5 Go-to-Market Lessons from Verdant Robotics’ Journey to Product-Market Fit
Technical founders often believe groundbreaking technology will sell itself. But Verdant Robotics’ journey from academic robotics to agricultural technology reveals a different story. In a recent episode of Category Visionaries, founder Gabe Sibley shared critical lessons about building and scaling deep-tech products. Here are the key insights that shaped their go-to-market success:
- Intensive Customer Discovery Beats Perfect Technology
The conventional playbook for technical founders often prioritizes product development over customer engagement. Verdant Robotics flipped this approach, spending their first six months in deep customer discovery. As Gabe explains: “We spent the first six months of this business on the road listening to growers… It was a two way dialogue. I was trying to peek people’s imagination around what was technically possible, but at the same time, really listening to try and understand what are the problems that you actually face.”
This intensive customer development led to crucial insights about market opportunities. According to Gabe: “There was a number of aha moments where we recognized, hey, we’re sort of uniquely well suited to do that. Technically, it’s a very defensible play for us to do that, and a lot of value for the grower if we can pull it off.”
- Challenge Market Assumptions
Many technical founders make assumptions about their target market’s sophistication or willingness to adopt new technology. Verdant discovered these assumptions often prove false. As Gabe emphasizes: “Growers are totally switched on businessmen, right? Like they run very complicated businesses. I’ve never seen a business that’s more econ 101 in terms of supply and demand and the quickness that these guys have to act.”
- Let Customer Preference Drive Business Model
While many founders stick rigidly to their initial business model, Verdant demonstrated the value of flexibility. Their original plan to offer their technology as a service shifted when customers expressed different preferences. Gabe recalls: “I think we wanted to run it as a service and as a service that looks really good, and the growers want it as something they can buy.” Their willingness to adapt proved crucial: “If the customer wants it like x, you say okay… ultimately the value is there and how you get that in the hands of the growers almost doesn’t matter.”
- Build Complementary Founding Teams
Technical founders often partner with other technical co-founders. However, Verdant’s success stemmed from combining technical expertise with deep industry knowledge. Gabe advises: “Go into business with somebody that knows the market deeply and is respected in the market that you want to be in. I don’t know how you would do it otherwise.”
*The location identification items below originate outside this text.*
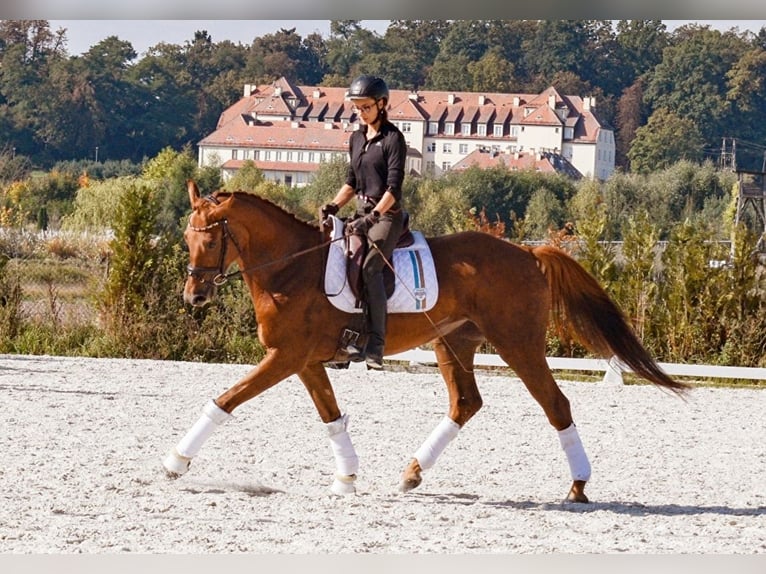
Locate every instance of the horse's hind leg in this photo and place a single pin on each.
(537, 377)
(454, 354)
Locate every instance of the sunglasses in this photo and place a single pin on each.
(365, 109)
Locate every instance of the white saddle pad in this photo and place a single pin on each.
(415, 289)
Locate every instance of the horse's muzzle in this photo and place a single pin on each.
(198, 293)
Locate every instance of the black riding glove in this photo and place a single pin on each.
(362, 224)
(329, 209)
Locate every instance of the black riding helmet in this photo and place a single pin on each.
(368, 87)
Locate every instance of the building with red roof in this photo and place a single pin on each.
(290, 130)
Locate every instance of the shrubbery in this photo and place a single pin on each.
(690, 296)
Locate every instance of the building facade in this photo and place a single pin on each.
(288, 131)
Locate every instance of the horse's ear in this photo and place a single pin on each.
(193, 190)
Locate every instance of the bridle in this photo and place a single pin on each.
(221, 277)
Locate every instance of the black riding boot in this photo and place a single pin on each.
(376, 321)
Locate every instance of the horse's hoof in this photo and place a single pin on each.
(577, 492)
(343, 485)
(175, 465)
(411, 477)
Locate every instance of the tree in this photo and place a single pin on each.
(747, 91)
(691, 80)
(641, 43)
(665, 139)
(283, 54)
(544, 212)
(631, 115)
(492, 73)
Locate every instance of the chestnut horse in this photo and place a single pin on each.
(489, 290)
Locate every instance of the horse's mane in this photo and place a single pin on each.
(260, 201)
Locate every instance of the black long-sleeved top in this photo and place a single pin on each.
(377, 165)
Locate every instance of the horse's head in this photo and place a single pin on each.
(210, 252)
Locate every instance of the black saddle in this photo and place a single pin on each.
(356, 251)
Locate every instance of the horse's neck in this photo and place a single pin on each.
(274, 236)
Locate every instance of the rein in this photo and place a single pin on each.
(221, 277)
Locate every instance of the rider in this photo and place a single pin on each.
(376, 171)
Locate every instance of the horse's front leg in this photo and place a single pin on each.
(274, 367)
(317, 383)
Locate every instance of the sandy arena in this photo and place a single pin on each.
(80, 467)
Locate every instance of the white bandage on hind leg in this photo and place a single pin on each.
(346, 461)
(579, 465)
(212, 416)
(436, 442)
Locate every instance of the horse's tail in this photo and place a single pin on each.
(583, 310)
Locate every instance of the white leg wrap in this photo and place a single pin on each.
(346, 461)
(579, 465)
(436, 442)
(212, 416)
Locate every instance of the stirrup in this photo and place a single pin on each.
(374, 362)
(355, 354)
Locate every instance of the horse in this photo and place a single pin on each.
(490, 290)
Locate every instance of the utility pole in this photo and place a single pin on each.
(729, 158)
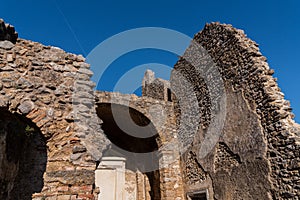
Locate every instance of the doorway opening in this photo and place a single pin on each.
(132, 134)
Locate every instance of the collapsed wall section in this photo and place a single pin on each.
(257, 153)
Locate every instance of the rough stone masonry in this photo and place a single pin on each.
(54, 128)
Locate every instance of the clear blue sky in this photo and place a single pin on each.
(78, 26)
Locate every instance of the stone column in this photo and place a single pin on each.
(110, 178)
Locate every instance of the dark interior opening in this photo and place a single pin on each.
(23, 157)
(131, 131)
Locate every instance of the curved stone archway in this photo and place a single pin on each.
(23, 157)
(142, 135)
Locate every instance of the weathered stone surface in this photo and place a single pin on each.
(7, 32)
(255, 156)
(7, 45)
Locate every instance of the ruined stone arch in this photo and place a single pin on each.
(23, 156)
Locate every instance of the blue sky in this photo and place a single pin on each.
(79, 26)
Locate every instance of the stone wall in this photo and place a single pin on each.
(257, 153)
(52, 90)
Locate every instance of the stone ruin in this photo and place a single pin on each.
(59, 138)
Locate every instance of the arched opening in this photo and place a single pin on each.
(23, 157)
(133, 134)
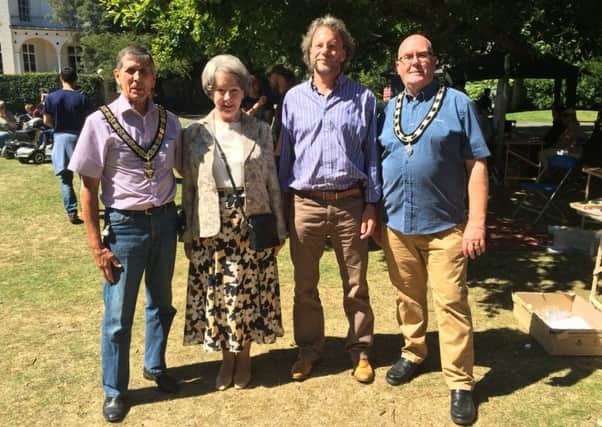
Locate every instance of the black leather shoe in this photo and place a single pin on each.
(114, 409)
(74, 219)
(463, 411)
(164, 381)
(401, 372)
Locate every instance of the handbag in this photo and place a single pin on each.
(263, 230)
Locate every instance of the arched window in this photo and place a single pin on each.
(74, 56)
(24, 10)
(29, 58)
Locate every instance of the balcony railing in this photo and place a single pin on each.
(38, 22)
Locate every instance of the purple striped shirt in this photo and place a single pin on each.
(329, 142)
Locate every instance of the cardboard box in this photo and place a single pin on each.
(564, 324)
(572, 239)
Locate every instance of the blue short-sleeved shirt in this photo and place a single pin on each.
(68, 109)
(426, 192)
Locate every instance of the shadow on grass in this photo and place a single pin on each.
(500, 274)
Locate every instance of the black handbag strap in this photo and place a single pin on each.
(228, 171)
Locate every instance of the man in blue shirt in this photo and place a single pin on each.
(433, 160)
(65, 110)
(329, 176)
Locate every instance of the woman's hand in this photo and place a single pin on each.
(188, 250)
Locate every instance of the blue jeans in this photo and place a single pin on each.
(143, 244)
(69, 199)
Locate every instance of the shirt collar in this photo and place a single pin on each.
(339, 82)
(123, 105)
(427, 92)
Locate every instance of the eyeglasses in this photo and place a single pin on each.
(421, 56)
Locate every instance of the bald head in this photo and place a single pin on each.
(416, 63)
(415, 39)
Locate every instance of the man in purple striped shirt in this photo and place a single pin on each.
(330, 178)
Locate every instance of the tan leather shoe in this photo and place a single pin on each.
(302, 368)
(363, 372)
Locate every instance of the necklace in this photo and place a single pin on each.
(409, 139)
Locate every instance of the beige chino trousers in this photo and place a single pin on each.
(414, 260)
(311, 223)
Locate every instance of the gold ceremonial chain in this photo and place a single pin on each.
(151, 152)
(409, 139)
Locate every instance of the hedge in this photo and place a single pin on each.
(19, 89)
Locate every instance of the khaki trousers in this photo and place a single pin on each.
(311, 222)
(414, 260)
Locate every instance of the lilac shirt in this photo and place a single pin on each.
(329, 142)
(100, 153)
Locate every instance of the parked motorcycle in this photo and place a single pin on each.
(33, 143)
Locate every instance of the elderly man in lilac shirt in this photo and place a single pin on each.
(129, 150)
(329, 174)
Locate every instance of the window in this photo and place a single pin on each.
(74, 55)
(24, 14)
(29, 58)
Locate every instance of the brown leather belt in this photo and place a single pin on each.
(330, 195)
(148, 211)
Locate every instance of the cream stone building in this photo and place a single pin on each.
(31, 41)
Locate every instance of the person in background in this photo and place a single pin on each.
(255, 102)
(233, 297)
(433, 163)
(570, 140)
(65, 110)
(281, 80)
(139, 236)
(7, 123)
(331, 184)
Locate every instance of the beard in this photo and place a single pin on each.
(322, 67)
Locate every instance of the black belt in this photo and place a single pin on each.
(148, 211)
(230, 191)
(331, 195)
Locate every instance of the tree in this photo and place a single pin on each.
(268, 31)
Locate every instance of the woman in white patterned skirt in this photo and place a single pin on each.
(233, 294)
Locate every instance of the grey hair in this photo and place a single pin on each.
(337, 26)
(138, 52)
(226, 64)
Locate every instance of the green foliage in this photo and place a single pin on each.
(100, 50)
(475, 89)
(19, 89)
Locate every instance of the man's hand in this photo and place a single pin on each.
(368, 221)
(473, 241)
(105, 260)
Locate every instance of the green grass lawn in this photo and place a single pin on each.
(545, 116)
(51, 308)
- Align Investor Relationships with Long-term Vision
Many technical founders view investor relationships as necessarily adversarial. Gabe challenges this perspective: “I see a lot of advice for founders that’s adversarial to investors and to your board. I think that’s kind of crazy, actually. If you really think about it, your interests are totally aligned. You just want to succeed.”
His advice focuses on finding truly aligned partners: “If you do your job as a Founder and you find investors that are really aligned with you that really can help you have connections and relationships that can help you… might as well do it with people that you like working with.”
The central theme across these lessons is clear: technical excellence alone doesn’t guarantee market success. Verdant’s most actionable advice for technical founders emphasizes rapid market engagement: “Get out early and sell it as early as you can so you can get some scar tissue. Just start getting scar tissue from your customer fast as you possibly can.”
This approach of combining deep technical expertise with intensive customer development, flexible business models, and strategic partnerships offers a blueprint for technical founders looking to build successful deep-tech companies. The key is not just building revolutionary technology, but ensuring it solves real market problems in ways that align with customer preferences and business realities.